Work stopped at 2000, though there had been meal breaks during the day. It was a long and tiring day for all concerned. Gordon took us for a bit of a walk on the ice in the very late evening and took a few photos.
Day 2 (26 October)
All work concentrated on the cargo in the front of the ship. It started with getting out the three big units which make up the new LIDAR building. Getting these off the ship and to the shore was a major task we had - I’ll try and remember to tell you about the LIDAR another time - but you will probably find some information about it on the Antarctic Division’s website. Then it was back to general cargo - just a long continuous grind of pulling stuff out of the holds, putting it on trucks, skidders or on the ice and shifting it ashore - much the same routine as yesterday.
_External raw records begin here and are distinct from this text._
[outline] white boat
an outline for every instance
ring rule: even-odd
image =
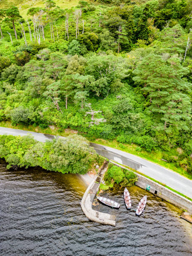
[[[129,192],[126,187],[125,187],[124,190],[124,200],[127,209],[130,210],[131,208],[131,200]]]
[[[120,205],[119,204],[108,198],[103,197],[97,197],[97,198],[103,204],[108,205],[108,206],[113,207],[113,208],[119,208],[120,207]]]
[[[137,216],[140,216],[143,211],[145,209],[145,206],[147,203],[147,196],[145,195],[141,200],[138,205],[137,206],[137,209],[136,209],[136,215]]]

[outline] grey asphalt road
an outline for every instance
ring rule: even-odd
[[[31,134],[37,141],[43,142],[47,140],[51,140],[55,137],[49,134],[0,127],[0,134],[24,136],[29,134]],[[132,154],[97,144],[90,143],[90,144],[99,155],[113,160],[119,164],[130,166],[180,193],[192,197],[192,180],[177,172]]]

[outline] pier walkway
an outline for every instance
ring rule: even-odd
[[[98,177],[99,177],[99,182],[96,181],[99,180],[99,179],[97,179],[96,181],[93,181],[89,186],[83,195],[81,205],[87,218],[91,220],[102,224],[115,226],[116,223],[116,216],[115,215],[101,212],[92,209],[93,200],[99,189],[100,182],[107,169],[108,165],[108,163],[105,162],[101,168],[98,176]]]

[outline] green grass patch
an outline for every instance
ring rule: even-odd
[[[97,139],[92,140],[91,142],[100,144],[103,146],[110,147],[126,152],[133,155],[137,156],[146,159],[148,161],[155,163],[159,165],[161,165],[171,170],[174,171],[180,175],[182,175],[189,179],[192,179],[192,175],[188,173],[184,168],[181,167],[177,167],[173,163],[168,163],[164,162],[161,160],[162,157],[163,152],[162,151],[157,149],[155,151],[152,151],[149,153],[143,149],[140,152],[137,151],[136,149],[138,146],[132,143],[131,144],[123,144],[123,148],[122,148],[121,145],[119,146],[119,144],[115,140],[113,141],[106,141],[102,139]],[[120,143],[122,144],[122,143]],[[177,152],[176,149],[173,149],[172,152]],[[178,152],[177,152],[178,153]]]
[[[158,183],[158,184],[159,184],[160,185],[161,185],[161,186],[163,186],[165,187],[166,187],[167,188],[169,189],[170,190],[172,190],[172,191],[173,191],[174,192],[175,192],[175,193],[177,193],[178,195],[181,195],[183,197],[185,197],[185,198],[187,198],[187,199],[188,199],[188,200],[190,200],[190,201],[192,201],[192,199],[190,197],[187,197],[187,196],[186,196],[185,195],[184,195],[183,194],[182,194],[182,193],[180,193],[180,192],[179,192],[178,191],[177,191],[175,189],[173,189],[172,188],[170,187],[169,187],[168,186],[167,186],[165,184],[164,184],[164,183],[162,183],[162,182],[160,182],[158,181],[158,180],[156,180],[156,179],[153,179],[153,178],[151,178],[151,177],[149,177],[149,176],[146,175],[146,174],[142,173],[142,172],[138,172],[138,171],[136,171],[136,170],[135,170],[134,169],[133,169],[133,168],[131,168],[129,166],[127,166],[126,165],[125,165],[124,164],[120,164],[118,163],[117,162],[116,162],[115,161],[114,161],[113,160],[113,162],[114,162],[114,163],[116,163],[117,164],[119,164],[120,165],[120,166],[122,166],[123,167],[124,167],[126,168],[127,169],[130,169],[132,171],[133,171],[133,172],[136,172],[136,173],[138,173],[138,174],[140,174],[141,175],[142,175],[142,176],[144,176],[144,177],[146,177],[146,178],[148,178],[149,179],[151,179],[151,180],[152,180],[153,181],[155,182],[156,182],[156,183]]]
[[[24,125],[22,124],[18,124],[17,125],[13,126],[11,125],[11,122],[9,121],[2,121],[0,122],[0,126],[3,127],[33,131],[36,133],[63,136],[64,137],[77,133],[77,131],[70,129],[65,129],[64,130],[60,131],[58,128],[55,127],[50,127],[46,129],[41,129],[38,126],[35,127],[32,125]],[[85,136],[86,137],[86,135],[83,133],[81,133],[80,134],[82,136]],[[123,148],[122,148],[122,147],[119,146],[120,143],[117,142],[115,140],[106,141],[102,139],[97,139],[89,140],[91,142],[93,143],[110,147],[137,156],[148,161],[157,164],[159,165],[169,169],[171,170],[177,172],[180,175],[184,176],[189,179],[192,179],[192,175],[188,173],[184,169],[181,167],[177,167],[172,163],[167,163],[161,160],[161,159],[162,158],[163,153],[160,150],[157,150],[155,151],[148,153],[142,149],[141,152],[138,152],[136,150],[136,148],[137,146],[137,145],[133,143],[130,145],[124,144],[123,145],[125,146],[123,146]],[[173,154],[174,152],[176,154],[177,152],[177,151],[176,148],[173,148],[172,150],[171,153],[170,153],[170,154]]]
[[[102,189],[102,190],[107,190],[109,189],[109,186],[108,186],[107,185],[105,185],[105,184],[101,183],[99,187],[100,189]]]
[[[192,198],[191,198],[190,197],[187,197],[187,196],[186,196],[185,195],[183,195],[183,194],[182,194],[182,193],[180,193],[180,192],[178,192],[177,190],[175,190],[175,189],[173,189],[171,187],[169,187],[168,186],[167,186],[166,185],[165,185],[165,187],[166,187],[168,189],[169,189],[170,190],[172,190],[172,191],[173,191],[174,192],[175,192],[175,193],[177,193],[177,194],[178,194],[179,195],[181,195],[183,197],[185,197],[185,198],[187,198],[188,200],[189,200],[190,201],[191,201],[192,202]]]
After the LIDAR buildings were out of the way we unloaded the equipment necessary for the pumping of fuel ashore. We attended a final Fuel Transfer meeting; the lines were pressure tested and pumping commenced at 1830. A very efficient operation - I’ll tell you about that a bit later as well.
Day 3 (27 October)
The day started much the same as yesterday, but we started to receive cargo items which we are to take back to Australia. As space became available in the holds we began stacking it in; so trucks were travelling with loads in each direction though it was now taking slightly longer.
Gordon and Chief Mate Dunbar also took the opportunity to go ashore on a vehicle to check the remaining cargo to come back to the ship and to start making some choices as to what we could carry and where and at what time and in what condition. Gordon decided he would remain on shore for a while, with the agreement of the Voyage Leader who came back on board for that time to do the sort of work Gordon had been doing.
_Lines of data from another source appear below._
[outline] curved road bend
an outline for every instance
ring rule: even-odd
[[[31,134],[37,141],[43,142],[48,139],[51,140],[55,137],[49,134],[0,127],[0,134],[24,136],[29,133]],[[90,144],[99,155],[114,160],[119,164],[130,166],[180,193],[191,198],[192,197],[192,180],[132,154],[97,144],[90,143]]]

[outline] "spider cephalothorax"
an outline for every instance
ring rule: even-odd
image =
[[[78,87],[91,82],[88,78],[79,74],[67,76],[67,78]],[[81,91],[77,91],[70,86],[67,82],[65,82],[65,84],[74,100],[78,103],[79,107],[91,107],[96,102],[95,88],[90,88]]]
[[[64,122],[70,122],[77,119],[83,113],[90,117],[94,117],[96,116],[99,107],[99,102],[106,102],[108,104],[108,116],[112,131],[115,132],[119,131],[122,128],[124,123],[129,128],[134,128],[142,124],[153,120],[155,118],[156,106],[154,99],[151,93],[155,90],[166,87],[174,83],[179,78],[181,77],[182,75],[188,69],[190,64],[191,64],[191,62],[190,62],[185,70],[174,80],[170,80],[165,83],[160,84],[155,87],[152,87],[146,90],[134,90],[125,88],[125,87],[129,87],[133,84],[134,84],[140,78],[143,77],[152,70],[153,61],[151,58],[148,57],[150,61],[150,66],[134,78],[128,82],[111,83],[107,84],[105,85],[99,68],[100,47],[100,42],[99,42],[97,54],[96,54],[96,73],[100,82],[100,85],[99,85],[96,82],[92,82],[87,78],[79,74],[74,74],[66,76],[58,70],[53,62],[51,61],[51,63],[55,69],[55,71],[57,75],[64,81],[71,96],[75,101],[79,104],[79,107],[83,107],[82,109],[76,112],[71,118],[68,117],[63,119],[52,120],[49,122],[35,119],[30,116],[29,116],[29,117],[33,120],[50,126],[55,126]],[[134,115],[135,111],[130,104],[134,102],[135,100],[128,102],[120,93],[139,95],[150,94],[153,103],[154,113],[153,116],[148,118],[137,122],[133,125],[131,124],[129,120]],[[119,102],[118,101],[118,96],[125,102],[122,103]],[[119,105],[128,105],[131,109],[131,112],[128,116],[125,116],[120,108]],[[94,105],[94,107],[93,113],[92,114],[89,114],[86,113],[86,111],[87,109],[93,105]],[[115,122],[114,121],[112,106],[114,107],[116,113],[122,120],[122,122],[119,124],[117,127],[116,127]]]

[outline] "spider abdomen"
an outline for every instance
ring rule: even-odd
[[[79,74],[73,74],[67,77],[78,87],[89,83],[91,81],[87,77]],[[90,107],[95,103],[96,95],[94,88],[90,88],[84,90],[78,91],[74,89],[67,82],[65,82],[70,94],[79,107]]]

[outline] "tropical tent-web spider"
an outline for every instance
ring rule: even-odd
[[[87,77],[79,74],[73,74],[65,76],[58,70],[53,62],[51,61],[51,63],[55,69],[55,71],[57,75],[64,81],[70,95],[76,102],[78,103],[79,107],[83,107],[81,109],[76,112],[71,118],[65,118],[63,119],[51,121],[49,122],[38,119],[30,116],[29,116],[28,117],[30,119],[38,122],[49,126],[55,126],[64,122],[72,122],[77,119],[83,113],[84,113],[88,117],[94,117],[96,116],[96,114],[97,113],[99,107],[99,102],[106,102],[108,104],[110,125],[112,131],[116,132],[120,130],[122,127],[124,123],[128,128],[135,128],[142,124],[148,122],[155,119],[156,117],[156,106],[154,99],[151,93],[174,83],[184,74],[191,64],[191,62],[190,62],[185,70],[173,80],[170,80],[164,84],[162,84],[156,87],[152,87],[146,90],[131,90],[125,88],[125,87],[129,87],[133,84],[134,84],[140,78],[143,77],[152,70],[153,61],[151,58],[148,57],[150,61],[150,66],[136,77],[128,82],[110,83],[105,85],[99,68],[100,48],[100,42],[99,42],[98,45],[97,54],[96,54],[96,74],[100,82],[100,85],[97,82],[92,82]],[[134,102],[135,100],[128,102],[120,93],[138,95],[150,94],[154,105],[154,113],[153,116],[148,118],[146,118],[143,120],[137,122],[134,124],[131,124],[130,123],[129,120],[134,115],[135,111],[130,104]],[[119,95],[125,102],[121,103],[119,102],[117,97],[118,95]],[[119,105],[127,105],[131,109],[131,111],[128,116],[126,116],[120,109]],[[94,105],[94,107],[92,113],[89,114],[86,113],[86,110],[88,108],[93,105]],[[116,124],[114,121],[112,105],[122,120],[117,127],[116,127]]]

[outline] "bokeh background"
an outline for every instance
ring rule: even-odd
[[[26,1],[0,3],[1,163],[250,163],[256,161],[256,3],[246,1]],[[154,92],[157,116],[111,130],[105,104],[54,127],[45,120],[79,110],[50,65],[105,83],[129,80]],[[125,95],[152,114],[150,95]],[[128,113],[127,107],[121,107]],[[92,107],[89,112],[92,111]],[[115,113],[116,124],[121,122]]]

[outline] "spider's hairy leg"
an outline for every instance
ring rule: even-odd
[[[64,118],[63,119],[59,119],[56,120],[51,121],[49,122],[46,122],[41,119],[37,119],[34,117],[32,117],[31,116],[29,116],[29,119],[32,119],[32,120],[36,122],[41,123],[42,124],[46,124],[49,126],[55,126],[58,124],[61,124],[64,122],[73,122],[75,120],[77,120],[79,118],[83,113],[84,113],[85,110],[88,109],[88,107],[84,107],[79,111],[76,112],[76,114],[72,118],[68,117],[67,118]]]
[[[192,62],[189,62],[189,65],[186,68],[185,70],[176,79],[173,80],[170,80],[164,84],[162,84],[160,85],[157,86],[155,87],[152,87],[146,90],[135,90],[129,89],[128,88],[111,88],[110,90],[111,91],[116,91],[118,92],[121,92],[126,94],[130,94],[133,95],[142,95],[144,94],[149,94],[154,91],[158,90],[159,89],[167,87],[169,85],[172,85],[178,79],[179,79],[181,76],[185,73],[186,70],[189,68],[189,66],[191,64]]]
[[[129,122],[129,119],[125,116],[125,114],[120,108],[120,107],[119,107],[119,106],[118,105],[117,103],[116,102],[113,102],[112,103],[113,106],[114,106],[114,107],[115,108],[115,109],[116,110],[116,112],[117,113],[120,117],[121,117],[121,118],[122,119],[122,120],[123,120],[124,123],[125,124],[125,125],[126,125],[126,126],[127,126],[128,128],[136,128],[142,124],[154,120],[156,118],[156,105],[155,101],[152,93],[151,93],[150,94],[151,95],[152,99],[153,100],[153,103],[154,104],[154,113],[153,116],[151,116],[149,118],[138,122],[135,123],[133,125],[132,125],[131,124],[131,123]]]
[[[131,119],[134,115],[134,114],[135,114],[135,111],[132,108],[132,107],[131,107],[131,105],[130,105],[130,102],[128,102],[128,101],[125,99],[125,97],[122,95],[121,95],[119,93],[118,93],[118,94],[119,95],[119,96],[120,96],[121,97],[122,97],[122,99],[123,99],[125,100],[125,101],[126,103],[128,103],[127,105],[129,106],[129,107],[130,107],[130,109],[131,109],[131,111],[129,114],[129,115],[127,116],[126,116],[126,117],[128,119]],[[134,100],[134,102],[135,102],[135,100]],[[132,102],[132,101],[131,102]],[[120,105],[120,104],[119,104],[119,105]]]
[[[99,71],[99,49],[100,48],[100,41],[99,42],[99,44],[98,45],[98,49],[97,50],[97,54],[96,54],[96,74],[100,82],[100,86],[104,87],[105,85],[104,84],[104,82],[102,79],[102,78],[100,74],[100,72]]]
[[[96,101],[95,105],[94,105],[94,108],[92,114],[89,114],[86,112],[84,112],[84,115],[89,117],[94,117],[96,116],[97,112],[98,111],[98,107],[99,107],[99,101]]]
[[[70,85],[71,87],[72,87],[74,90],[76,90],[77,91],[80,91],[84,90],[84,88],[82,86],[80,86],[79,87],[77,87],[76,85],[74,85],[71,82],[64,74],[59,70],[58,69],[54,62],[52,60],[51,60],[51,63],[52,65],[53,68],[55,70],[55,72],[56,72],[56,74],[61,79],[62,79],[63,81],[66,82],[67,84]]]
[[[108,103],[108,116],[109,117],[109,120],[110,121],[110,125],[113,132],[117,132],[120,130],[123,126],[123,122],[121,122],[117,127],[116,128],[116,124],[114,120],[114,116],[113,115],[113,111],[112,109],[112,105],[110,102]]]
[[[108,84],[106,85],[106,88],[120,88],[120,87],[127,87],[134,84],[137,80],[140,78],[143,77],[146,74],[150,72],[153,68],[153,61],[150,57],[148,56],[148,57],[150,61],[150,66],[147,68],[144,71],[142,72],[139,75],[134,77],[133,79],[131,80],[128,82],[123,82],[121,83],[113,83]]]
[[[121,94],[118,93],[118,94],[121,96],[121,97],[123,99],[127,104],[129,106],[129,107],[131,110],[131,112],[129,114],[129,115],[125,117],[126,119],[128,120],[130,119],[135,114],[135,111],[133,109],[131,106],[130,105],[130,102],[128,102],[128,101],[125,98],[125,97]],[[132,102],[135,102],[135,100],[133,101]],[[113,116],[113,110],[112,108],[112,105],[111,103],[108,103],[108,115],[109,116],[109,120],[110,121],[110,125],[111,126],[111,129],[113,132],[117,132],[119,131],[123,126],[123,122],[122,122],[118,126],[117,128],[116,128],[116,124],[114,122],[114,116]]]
By the end of the working day most of the cargo for delivery had been completed and quite a lot of stuff going back to Australia has also been loaded - in spite of one skidder being out of action for a few hours. Fuel pumping was completed at 1545; the fuel line was disconnected at 1930 - after some problems with first pigging; the hoses packed away at 2130. Pumping took a total of 19.5 hours. The fuel team did a great job in very cold conditions - and there was an excellent roster system in place for the monitoring crew. But I’ll tell you more about fuel pumping in another report.
Day 4 (28 October)
Expeditioners and Ships’ Crew are working in cold conditions - some plant and equipment is also feeling the cold!! We stayed on board initially finishing the last of the unloading and progressively all of the back loading.
Work stopped at 6.00pm by arrangement. All the cargo was on board and only required final lashing down tomorrow before we leave.